702.7 A comparative perspective on the identification of minorities by governments in the Americas

Saturday, August 4, 2012: 1:30 PM
Faculty of Economics, TBA
Oral
Victor ARMONY , Sociology, University of Quebec at Montreal, Montreal, QC, Canada
The basic challenges faced by public institutions in recognizing and accommodating the identities of minority groups are now common to all countries in the Americas, but obviously their expression take different forms in different contexts. Demography and history are critical, but so are national imaginaries, political dynamics, and cultural patterns. The “Other” that needs to be named by the state – in order to be protected, integrated or separated – becomes a key aspect of policy-making and public debate: complex and diverse issues such as immigration and naturalization reform, the application of antidiscrimination norms, the implementation and assessment of affirmative action, curriculum guidelines for education, language use and bilingualism, religious freedom and secularism, etc. require facing the question of “who are them?” This paper will focus on the ways in which several countries in the Americas seek to identify the “Other” through a very particular institutional process: the construction of census categories.

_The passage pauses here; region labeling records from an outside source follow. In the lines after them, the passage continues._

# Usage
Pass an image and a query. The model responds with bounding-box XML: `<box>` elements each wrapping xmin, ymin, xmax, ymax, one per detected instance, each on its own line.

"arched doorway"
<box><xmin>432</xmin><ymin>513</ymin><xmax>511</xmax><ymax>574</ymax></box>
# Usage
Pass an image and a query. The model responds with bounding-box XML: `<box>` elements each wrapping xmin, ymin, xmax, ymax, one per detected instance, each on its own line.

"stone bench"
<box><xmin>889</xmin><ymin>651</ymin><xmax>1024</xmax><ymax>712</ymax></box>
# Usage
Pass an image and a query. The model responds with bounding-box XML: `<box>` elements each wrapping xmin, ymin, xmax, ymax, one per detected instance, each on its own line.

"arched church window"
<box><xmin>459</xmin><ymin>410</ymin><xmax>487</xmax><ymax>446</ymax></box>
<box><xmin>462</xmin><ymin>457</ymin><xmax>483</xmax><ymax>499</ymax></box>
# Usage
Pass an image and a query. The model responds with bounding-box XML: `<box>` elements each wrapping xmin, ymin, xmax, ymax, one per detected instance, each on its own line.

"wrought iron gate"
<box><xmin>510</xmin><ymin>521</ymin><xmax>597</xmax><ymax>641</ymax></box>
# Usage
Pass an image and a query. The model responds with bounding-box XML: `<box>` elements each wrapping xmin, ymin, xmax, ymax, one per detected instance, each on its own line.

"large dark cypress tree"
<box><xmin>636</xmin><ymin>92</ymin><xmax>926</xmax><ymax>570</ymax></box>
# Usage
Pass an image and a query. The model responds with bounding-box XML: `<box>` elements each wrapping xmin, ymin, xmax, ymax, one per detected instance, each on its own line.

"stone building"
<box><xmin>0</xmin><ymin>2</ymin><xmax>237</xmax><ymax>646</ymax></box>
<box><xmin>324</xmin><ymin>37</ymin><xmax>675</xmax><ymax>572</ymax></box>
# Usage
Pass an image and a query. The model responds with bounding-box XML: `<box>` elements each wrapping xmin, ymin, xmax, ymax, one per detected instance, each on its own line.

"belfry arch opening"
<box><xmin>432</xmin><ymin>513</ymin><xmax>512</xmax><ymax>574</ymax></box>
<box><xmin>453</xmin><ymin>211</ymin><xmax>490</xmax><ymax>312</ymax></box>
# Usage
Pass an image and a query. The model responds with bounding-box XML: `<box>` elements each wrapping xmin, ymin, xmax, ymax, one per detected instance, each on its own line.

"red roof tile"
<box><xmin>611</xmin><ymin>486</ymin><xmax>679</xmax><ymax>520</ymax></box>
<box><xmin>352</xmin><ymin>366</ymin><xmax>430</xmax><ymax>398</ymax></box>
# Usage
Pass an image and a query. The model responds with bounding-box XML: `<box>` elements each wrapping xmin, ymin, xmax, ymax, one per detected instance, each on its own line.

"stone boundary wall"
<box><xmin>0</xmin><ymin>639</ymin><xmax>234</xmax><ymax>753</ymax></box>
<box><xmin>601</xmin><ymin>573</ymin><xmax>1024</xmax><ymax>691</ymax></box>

This seemingly straightforward administrative task is actually reflective of deeply entrenched notions of nationality and ethnicity. “Race” in the United States, “Visible Minority” in Canada, “Color” in Brazil, as well as language, ancestry, culture, etc. are some of the traits that are used to identify, classify, and quantify “otherness” in the Americas, a continent originally defined by ideals of racial/ethnic fusion and mestizaje (United States’ “Melting Pot”, Mexico’s “Cosmic Race”, Brazil’s “Racial Democracy”, Argentina’s “Race Crucible”, etc.) It is particularly telling to examine the evolving nature of this tool of state management of diversity in North and Latin America in the last few years, as we can observe certain common trends – probably resulting from the unifying standards of multiculturalism and human rights – and also several diverging approaches to diversity.